2019/12/1

徳仁天皇の「代替わり儀式」をめぐって  ]平和
 ◆ 象徴天皇とは何か
   〜人を序列づけするシステムに反対だ
(週刊新社会)
女性史研究家 鈴木裕子

 去る5月1日、徳仁皇太子が新しく天皇に即位した。明仁前天皇は上皇となり、近現代皇室における最初の生前退位をし、皇太子に皇位を継承させたものである。
 明仁天皇の狙いはひとえに皇位の安定的継承にあった
 この10月から11月にかけて、即位に伴うさまざまな式典、行事、加えて皇室神事・宮中祭祀が挙行された。政界・マスコミ挙げての天皇・天皇制賛美が、侵略戦争や植民地支配の歴史を歪めたうえで行われ、天皇・天皇制への敬愛や崇拝が声高になされた。
 わたくしたちは否が応でもそれに直面することになった。天皇・天皇制への寿ぎを半ば強制されたことに暗澹たる気持ちに囚われる。
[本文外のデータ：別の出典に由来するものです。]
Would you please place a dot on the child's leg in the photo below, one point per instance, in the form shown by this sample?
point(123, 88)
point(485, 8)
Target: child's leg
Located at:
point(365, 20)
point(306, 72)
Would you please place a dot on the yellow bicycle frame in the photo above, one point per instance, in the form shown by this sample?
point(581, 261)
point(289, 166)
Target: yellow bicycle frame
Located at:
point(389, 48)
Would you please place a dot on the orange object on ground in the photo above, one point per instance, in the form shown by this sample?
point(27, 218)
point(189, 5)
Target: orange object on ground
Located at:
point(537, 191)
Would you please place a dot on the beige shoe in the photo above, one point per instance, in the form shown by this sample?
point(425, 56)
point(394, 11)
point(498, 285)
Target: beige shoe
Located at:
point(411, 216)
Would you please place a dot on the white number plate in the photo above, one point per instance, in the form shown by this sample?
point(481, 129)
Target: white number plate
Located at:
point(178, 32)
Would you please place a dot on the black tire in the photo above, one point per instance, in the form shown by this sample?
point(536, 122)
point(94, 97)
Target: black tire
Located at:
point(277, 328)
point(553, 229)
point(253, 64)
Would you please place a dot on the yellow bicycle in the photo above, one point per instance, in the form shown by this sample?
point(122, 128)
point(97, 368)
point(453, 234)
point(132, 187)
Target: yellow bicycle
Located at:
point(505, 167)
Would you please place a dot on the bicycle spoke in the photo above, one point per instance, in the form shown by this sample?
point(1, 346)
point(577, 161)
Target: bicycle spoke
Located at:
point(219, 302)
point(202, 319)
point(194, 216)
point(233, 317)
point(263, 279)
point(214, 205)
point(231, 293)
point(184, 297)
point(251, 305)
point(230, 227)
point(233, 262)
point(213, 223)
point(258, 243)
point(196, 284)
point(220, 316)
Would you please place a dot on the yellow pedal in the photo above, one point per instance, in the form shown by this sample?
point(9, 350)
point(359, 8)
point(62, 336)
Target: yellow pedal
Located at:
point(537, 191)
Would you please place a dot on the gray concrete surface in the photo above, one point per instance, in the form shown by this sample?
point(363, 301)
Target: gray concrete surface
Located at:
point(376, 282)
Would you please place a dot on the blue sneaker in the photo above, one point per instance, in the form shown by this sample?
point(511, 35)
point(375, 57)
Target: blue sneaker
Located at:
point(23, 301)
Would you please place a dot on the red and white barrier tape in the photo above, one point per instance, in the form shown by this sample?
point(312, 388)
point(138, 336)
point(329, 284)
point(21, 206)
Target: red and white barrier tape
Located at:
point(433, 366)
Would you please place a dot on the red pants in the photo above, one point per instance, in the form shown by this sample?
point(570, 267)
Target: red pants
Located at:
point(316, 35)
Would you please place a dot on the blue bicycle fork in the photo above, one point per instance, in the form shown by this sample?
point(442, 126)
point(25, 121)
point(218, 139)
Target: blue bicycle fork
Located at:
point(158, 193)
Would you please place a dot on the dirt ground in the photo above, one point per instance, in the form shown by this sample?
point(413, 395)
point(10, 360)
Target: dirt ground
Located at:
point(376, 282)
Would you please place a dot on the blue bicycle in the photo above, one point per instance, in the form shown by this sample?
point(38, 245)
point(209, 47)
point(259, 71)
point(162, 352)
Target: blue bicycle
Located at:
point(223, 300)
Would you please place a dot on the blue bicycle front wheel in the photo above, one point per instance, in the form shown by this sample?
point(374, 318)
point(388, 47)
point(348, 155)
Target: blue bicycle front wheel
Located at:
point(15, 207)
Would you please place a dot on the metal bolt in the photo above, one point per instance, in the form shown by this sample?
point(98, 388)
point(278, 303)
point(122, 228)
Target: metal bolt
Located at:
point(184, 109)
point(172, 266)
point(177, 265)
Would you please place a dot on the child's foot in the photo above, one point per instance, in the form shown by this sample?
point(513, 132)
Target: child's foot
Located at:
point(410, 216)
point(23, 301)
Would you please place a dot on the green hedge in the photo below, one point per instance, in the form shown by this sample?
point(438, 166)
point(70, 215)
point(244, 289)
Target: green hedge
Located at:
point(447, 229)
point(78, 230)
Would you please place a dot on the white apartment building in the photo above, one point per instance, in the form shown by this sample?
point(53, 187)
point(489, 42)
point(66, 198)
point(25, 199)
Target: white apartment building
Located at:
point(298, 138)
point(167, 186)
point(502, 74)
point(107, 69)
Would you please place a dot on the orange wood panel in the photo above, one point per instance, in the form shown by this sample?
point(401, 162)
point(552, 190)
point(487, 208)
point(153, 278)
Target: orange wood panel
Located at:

 ◆ 皇室神事や宮中祭祀、古式な継承儀式を取り入れた「即位の礼」は国家行事なのか


 10月22日、即位礼正殿の儀が皇居・宮殿で挙行、外国賓客をも交えての祝宴「饗宴の儀」が22,25,29,31日にわたり開催。
 即位礼正殿の儀では新天皇が高御座、新皇后が御帳台に立ち、幕が侍従と女官の手で開かれ、新天皇・新皇后が姿を現した。これが「宸儀初見」と称するもので、より神々らしさを演出する。こうした登場は、平安時代初期に編纂された日本最古の儀式書「貞観儀式」に沿ったもの。
 新天皇が即位を宣言すると、「天皇陛下万歳」の安倍晋三首相の掛け声に合わせ、参列者が万歳三唱。万歳を唱える首相が「天孫降臨」の神話に基づく「高御座」に立つ新天皇を仰ぎみる形で発唱、どうみても主権在民ではない

 天皇に従う侍従が「三種の神器」と呼ばれる剣璽(けんじ)を高御座に運んだ。これらの儀式に対し、「国民主権」や「政教分離」の立場からそぐわないとする見解が憲法学者や歴史家・宗教学者たちの多くから示されている。
 政府はこれらの意見に対し、戦前に神聖とされてきた神器や高御座を現行上の解釈で宗教色のない「由緒物」「調度品」と強引に性格づけ、即位礼を国事行為とするが、剣璽はいまも目にすることが許されない神秘性を帯びさせていること一つとっても、政府見解には無理がある(『東京新聞』19年10月21日付「代替わり考 即位礼 下」)。

 ◆ 民主主義の進歩を妨げる天皇制

 敗戦後の象徴天皇の存在は日本国憲法で「国民の総意に基づく」が根拠。
 戦前の天皇制は、天照大神の天壌無窮の神勅「豊葦原の千五百秋の瑞穂の国は是れ吾が子孫の王たるべき地也。宜しく璽皇孫(いましすめみま)就きて治せ」の、国体観念や神聖天皇制とは根本において異なる
 新天皇は即位の宣言で「国民に寄り添いながら、憲法にのっとり、日本国及び日本国民統合の象徴としてのつとめを果たすことを誓います」とあるように、父上皇の時と同様な言葉を開陳した。
 天皇の地位は「国民の総意」に基づくとしながら、いまだに「国民」の意思は問われたことがない。
 「正殿の儀」以後の即位関運行事としては、一連の宮中祭祀や皇室神道が行われる。即位の礼関係の儀式は大部分が国庫(税金)から支出され、その額は約166億円に及ぷ見込み。
 「正殿の儀」当日には東京は警官2万6000人が厳重な警備態勢を敷いた。この費用も少なくはないであろう。新自由主義政策のもとで貧困に喘ぐ人びとや高齢者、障がい者らにとってはとてつもない金額である。これで「国民に寄り添」うといえるのだろうか。


 ◆ 天皇制に反対する市民も存在する

 ことは金銭の問題に限らない。神奈川大学元学長の中島三千男氏は、即位礼正殿の儀は、「日本は神国」、「天皇が統治」するという国家神道の教義「天皇制正統神話」に基づくと、批判の意を表している。日本人は天皇教ともいうべき宗教に呪縛され続けている。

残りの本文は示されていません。